How do they make them? No, they don’t have little backhoes or dredges. They actually use their legs and mouth parts to dig up mud and make it into a little ball called a pellet. Each pellet is taken to the surface (the crawfish moves through the burrow looking like a fullback carrying a football) and placed on top of the existing chimney. The next pellet is set beside the first. This continues, much like a brick layer putting bricks on a surface, then making another layer, etc. until a building is totally bricked. The crawfish makes the chimney out of many, many pellets of mud. Take a close look the next time you see a chimney and you will clearly see this neat system.
Why do they build chimneys? This is not completely known, but there are a couple of theories.
The crawfish has to dig its burrow. As it does so, it has to do something with the mud. If it took the mud outside the burrow and crossed the ground to dispose of it, it would be vulnerable to predators.

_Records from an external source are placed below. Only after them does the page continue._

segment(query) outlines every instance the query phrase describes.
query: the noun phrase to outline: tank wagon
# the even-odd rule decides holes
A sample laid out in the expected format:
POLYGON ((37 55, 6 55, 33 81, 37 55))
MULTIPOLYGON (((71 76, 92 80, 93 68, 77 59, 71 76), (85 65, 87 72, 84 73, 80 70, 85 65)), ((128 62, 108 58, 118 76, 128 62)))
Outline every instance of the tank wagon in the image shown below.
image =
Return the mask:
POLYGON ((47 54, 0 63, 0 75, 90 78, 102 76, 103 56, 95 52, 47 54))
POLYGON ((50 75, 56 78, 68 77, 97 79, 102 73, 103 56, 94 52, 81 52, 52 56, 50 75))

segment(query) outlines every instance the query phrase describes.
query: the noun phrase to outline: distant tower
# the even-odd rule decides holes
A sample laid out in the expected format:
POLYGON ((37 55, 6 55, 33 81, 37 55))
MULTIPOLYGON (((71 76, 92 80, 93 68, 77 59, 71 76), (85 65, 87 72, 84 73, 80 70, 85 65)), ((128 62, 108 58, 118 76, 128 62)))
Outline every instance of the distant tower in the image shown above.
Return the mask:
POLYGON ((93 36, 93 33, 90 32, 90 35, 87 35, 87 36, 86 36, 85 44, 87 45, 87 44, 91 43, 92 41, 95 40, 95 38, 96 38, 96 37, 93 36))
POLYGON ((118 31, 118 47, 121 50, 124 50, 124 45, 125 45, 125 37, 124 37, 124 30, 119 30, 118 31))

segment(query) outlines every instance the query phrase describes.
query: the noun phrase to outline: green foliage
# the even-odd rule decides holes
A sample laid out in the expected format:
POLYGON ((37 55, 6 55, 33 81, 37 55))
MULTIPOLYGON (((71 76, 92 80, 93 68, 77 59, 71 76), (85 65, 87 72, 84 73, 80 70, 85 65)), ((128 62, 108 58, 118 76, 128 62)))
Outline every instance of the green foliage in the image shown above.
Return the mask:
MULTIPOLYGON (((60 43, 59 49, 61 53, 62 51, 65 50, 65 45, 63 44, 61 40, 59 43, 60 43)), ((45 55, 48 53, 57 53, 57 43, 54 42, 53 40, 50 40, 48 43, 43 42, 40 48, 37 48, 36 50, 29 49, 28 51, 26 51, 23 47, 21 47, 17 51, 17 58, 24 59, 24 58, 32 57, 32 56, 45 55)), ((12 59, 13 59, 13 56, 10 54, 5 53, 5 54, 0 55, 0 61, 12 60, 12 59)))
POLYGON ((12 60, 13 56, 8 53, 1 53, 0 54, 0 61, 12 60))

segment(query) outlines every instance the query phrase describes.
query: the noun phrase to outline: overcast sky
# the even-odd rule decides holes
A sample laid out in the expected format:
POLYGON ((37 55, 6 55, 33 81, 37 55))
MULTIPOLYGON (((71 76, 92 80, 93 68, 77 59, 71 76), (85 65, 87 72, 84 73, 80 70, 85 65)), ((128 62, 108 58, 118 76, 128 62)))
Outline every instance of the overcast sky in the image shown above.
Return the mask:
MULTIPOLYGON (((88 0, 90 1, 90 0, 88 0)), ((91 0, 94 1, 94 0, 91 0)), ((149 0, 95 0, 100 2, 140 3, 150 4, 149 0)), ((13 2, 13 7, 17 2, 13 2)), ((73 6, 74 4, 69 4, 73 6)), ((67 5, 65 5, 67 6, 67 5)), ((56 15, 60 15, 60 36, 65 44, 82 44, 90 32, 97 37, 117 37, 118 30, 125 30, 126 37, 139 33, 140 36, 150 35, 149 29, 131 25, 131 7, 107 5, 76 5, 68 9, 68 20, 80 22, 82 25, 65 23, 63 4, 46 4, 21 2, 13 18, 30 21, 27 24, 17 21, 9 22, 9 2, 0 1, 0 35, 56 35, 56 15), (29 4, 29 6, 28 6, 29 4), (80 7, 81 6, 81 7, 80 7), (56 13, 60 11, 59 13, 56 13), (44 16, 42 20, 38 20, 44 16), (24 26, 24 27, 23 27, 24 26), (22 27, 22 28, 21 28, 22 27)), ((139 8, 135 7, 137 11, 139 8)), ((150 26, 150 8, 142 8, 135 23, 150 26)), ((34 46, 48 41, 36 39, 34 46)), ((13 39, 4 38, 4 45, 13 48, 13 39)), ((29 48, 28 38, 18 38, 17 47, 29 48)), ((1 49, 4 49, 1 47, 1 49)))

To avoid that, they learned to build the chimney, thus never leaving the entrance to the burrow. If you ever approach a chimney and the crawfish is visible, you will see how quickly it can fall/run back down the tunnel.
Many animals are known to construct their burrows in such a fashion that they enhance the flow of air through the tunnels. It is known that the water in crawfish tunnels may get low in oxygen. It may be that the chimneys help air flow into the burrows so that oxygen can be absorbed in the water.
What happens to burrowed crawfish during droughts? Crawfish routinely plug the openings of their burrows with mud during dry periods. This is especially true of horizontal burrows near the surface, since the crawfish can’t move deeper to remain wet. As the water table drops in more vertical burrows, the animal moves further down (this is the same response they have to cold weather - they move down to warmer water levels).
A major difficulty is that, over time, oxygen may be depleted in the burrow water. When this happens, the crawfish may position itself just above the water, thus keeping the gills wet and absorbing oxygen from the air in the burrow.
Where do crawfish lay their eggs? They lay their eggs in their burrow, and hold them attached to little appendages under the tail called swimmerets, or pleopods. As long as oxygen levels in the burrow water are high, the adult keeps the eggs under water. As the oxygen drops, the adult keeps the eggs moist, but gets them out of the water, thus allowing them to absorb oxygen from the air. The eggs usually hatch in the burrows, and begin to grow. Since there is a restricted amount of food available in the burrow, the youngsters consume infertile eggs and the carcasses of deceased siblings. Indeed, they will kill one another in order to survive. Once the rains begin and pools reform on the surface, all the crawfish move out of the burrow and into the surface environment. The babies usually stay with mom for a short period, but eventually get on with life and disperse throughout the realm.
How many crawfish per burrow system? Usually one, but there may be a male and female present. Once eggs are laid, the male typically stays near the entrance and the female remains deeper in the burrow.
Published in In The Wild, Louisiana Levant Magazine, June 21, 2007.